Africa House Hotel in Zanzibar Town
(15 rooms) PO Box 3246, Zanzibar; Ø 0777 432340; f 0777 439340;
e email@example.com; www.theafricahousezanzibar. com. Re-opened in 2003 following extensive restoration, this sea-facing hotel, which served as the English Club from 1888 until the end of the colonial era, now ranks among the most characterful places to stay in Zanzibar. Situated along the Shangani waterfront, Africa House is perhaps best known for its balcony bar, which formed a popular sundowner venue even when the hotel itself was non-functional and still offers a winning combination of reasonably priced (albeit not cheap) drinks, a great view and good bar food. It also displays some interesting 'before' and 'after' photographs documenting the restoration. The otherwise stylish traditional décor of the spacious en-suite rooms is undermined somewhat by an incongruously tiled floor, and supplemented by satellite TV, AC, bath and minibar. US$125–200 dbl, b&b; substantial low-season discounts Apr–Jun.
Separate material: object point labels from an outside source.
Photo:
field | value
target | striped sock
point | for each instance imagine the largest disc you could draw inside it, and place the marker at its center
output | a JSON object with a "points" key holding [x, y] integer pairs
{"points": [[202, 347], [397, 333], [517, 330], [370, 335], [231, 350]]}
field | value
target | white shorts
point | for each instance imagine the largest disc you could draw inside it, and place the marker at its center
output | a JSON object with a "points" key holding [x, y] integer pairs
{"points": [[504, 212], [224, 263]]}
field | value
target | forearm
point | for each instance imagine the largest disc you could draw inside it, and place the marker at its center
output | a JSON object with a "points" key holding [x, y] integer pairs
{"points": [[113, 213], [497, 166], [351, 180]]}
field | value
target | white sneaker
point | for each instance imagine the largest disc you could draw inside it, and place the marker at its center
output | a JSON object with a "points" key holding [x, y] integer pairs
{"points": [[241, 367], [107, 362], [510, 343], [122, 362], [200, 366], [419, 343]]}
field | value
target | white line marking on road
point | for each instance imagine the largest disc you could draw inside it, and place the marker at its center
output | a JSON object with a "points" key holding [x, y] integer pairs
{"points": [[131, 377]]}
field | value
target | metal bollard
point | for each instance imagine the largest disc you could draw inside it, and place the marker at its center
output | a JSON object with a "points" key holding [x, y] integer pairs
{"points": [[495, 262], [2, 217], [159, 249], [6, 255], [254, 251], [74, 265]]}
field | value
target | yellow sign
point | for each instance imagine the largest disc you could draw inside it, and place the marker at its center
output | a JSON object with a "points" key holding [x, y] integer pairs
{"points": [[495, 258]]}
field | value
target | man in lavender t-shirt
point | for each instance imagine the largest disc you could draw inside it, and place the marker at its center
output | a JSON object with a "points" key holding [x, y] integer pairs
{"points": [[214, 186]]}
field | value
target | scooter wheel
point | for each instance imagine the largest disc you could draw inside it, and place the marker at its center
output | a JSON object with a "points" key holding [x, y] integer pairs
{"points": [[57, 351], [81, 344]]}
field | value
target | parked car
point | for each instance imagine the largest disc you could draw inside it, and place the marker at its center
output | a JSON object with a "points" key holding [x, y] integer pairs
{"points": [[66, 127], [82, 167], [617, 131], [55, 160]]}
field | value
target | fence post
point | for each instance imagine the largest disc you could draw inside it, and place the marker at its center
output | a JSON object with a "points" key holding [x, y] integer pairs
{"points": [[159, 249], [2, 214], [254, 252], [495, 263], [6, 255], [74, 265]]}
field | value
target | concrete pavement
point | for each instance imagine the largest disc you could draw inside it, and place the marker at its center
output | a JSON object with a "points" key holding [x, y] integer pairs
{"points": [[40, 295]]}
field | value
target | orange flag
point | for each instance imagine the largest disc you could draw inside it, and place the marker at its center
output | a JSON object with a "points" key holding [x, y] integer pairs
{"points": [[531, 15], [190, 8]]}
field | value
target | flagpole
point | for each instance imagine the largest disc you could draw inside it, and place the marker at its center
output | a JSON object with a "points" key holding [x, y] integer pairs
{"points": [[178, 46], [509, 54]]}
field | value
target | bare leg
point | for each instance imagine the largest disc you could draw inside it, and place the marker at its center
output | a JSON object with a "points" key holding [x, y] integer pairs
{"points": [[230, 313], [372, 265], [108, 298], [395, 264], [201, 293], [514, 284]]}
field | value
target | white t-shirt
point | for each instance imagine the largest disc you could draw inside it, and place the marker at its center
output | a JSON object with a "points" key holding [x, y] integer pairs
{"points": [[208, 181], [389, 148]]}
Memories of the English Club
We received these reminiscences from a former member of the English Club (now the Africa House Hotel) who served in the colonial government before Zanzibar's independence:
The English Club, Zanzibar, was the oldest expatriate club in East Africa. The Rules and Regulations of 1888 – the year of its foundation – state that 'it is established for the association of an unlimited number of English Residents, together with officers of the Royal Navy stationed in these waters'. At this date the RN officers from no fewer than six warships outnumbered the other members.
By the 1950s eligibility for membership was widened to include 'any British subject or American citizen of European extraction'. Extraordinary members could also be elected from other residents such as the representatives of European trading companies. Honorary membership was extended to resident members of the Universities Mission to Central Africa, the Catholic Mission to Zanzibar, Armed Forces officers, officers of any British Cable or Merchant Ship or Civil Aircraft, and so on. There was also reciprocity with similar clubs in Nairobi, Dar es Salaam and Mombasa, which was a bonus when travelling in East Africa.
Bedrooms were available for visitors, and for use by members when departing or arriving from home leave. A Dining Room provided meals for single members, if required, and was popular for entertaining. After garages were built at ground level, their roof formed an attractive terrace – which remained one of the most popular meeting spots in Zanzibar Town, especially for drinks at sunset. There was a Billiard Room and a quite extensive Library. Sporting facilities were available at a separate site at the far end of Mnazi Mmoja Road, where tennis and golf were popular, together with squash, cricket and hockey.
In the latter years of the Club's existence, the fancy dress dance on New Year's Eve was a well-attended event. Among the other communities it was known that the wazungu (Europeans) would be walking through Stone Town, or arriving by car at the Club about 8.00pm, dressed in weird costumes, and there was always a sizeable gathering of local people to look with amusement at these strange antics.
The reader may be of the opinion that this all smacked of a monopoly of club life, but this was not so. There were Goan, Parsee, Bohora, Hindu, Ismaili, Ithnashery and other clubs, each used by a single community, whilst preserving an easy-going and relaxed contact among the various communities resident in the Island.